The connection between the looming recession in Europe and sanctions against Russia is not clear. The increase in energy prices did not start from February 24. Before the invasion of Ukraine, the prices of energy and food raw materials were already high. This conflict caused a new shock in the hydrocarbon and food markets. This price increase is not due to Western sanctions, but to Vladimir Putin’s decision to invade Ukraine.
Today, there are no European sanctions on the export of Russian gas: it is Russia that decides to close the gas tap (even blow up gas pipelines). European sanctions against Russian oil imports will not come into effect until next year. As for the increase in the price of grains, it was associated with the blockade of Ukrainian ports by the Russian navy before the agreement on the resumption of exports in the Black Sea.
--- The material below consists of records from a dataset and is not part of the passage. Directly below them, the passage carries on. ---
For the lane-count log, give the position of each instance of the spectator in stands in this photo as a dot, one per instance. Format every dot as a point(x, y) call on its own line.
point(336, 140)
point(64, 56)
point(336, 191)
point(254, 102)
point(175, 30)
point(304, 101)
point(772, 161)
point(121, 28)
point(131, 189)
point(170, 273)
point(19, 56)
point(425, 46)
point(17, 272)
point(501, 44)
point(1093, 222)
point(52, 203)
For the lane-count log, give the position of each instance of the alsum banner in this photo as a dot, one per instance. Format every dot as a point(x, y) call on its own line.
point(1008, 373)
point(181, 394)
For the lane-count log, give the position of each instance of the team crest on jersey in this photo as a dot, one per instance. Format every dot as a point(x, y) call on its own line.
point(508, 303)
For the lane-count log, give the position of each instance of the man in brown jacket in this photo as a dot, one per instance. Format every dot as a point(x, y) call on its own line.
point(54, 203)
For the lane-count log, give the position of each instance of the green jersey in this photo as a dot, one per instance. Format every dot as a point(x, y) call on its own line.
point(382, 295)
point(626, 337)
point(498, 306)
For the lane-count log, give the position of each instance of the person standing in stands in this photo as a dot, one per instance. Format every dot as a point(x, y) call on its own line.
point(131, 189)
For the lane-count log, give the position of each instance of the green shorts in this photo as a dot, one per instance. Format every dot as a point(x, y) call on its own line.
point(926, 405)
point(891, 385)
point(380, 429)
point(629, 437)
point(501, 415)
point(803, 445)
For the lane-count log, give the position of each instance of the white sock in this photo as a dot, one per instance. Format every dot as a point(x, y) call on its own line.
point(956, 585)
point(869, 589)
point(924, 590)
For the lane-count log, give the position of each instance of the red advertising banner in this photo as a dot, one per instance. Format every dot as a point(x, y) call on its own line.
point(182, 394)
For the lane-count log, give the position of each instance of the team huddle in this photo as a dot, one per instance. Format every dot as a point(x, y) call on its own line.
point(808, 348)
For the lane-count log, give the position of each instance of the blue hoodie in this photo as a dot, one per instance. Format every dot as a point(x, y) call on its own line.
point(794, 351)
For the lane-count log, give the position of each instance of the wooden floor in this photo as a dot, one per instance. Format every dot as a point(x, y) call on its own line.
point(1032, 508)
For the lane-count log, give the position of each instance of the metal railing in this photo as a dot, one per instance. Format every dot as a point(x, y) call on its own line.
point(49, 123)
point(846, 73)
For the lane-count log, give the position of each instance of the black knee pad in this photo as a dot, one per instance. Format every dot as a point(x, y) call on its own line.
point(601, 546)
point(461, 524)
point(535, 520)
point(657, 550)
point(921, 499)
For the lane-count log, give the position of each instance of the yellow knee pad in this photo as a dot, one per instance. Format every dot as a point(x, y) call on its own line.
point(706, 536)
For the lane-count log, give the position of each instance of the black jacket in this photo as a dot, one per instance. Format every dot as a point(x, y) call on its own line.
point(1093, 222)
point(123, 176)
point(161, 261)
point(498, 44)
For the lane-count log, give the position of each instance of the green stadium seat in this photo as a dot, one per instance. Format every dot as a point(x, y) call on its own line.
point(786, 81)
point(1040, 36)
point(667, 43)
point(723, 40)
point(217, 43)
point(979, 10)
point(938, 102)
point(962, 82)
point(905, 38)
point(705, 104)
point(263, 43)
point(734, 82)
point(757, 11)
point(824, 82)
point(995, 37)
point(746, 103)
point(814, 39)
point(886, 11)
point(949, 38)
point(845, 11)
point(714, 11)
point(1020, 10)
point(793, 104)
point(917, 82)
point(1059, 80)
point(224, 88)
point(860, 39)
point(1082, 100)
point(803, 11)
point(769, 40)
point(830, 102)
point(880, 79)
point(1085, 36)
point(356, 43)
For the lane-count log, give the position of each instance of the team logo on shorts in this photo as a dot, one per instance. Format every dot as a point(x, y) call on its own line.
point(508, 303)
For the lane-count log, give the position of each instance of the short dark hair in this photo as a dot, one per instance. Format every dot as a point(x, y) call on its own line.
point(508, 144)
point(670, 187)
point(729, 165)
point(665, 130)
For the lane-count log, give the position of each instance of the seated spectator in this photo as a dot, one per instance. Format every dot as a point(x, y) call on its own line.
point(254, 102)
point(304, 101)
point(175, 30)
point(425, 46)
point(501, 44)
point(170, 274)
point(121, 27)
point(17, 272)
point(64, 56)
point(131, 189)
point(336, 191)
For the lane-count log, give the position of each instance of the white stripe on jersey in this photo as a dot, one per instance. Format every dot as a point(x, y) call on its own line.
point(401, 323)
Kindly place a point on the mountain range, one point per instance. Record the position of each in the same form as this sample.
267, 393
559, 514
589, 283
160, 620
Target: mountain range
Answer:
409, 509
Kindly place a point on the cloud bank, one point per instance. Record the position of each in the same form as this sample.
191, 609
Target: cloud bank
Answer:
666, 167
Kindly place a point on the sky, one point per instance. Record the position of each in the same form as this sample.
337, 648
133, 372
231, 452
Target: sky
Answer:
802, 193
We hear the Kremlin’s little musings that Russia would not have turned off the gas tap without sanctions. But if the EU lifted these sanctions, are we sure that Russia would resume gas supplies? Putin’s promises bind only those who believe them (for the record, he also swore he had no intention of invading Ukraine). As the Kremlin sees it, Western military support for the Ukrainians could very well justify shutting down gas pipelines to Europe.
The withdrawal of European companies from the Russian market is not directly related to the sanctions. The 2022 sanctions did not fundamentally change the situation of European companies already in Russia, which have been subject to Western sanctions since 2014. If it was difficult for these companies to stay in Russia after February 24, it is primarily due to public pressure. In addition, Russia is in recession and therefore no longer an attractive market.
This obviously does not mean that sanctions are painless. The measure that could have the biggest economic impact would be the suspension of Russian oil imports from Europe. But the Europeans took care to delay this embargo to mitigate its consequences. This measure will not be implemented before 2023 in the context of a global economic slowdown and therefore an expected drop in crude oil prices to prevent a sudden increase in oil prices.
The calculation of the EU is also part of the long-term logic. The combined effect of sanctions against Russian oil imports for five years and Russia’s decision to freeze gas exports to Europe means the EU will be freed from its dependence on Russian hydrocarbons. This will encourage the development of renewable energy and the import of gas from other countries such as Norway, the USA or Australia.
Did the Europeans have a better alternative than sanctions? Imposing sanctions fills the gap between two options: doing nothing (or settling for diplomatic reprimands that won’t sway the Kremlin) or engaging militarily (which would entail a high human cost). To paraphrase Churchill about democracy, sanctions may be the worst diplomatic response to the war in Ukraine, bar none.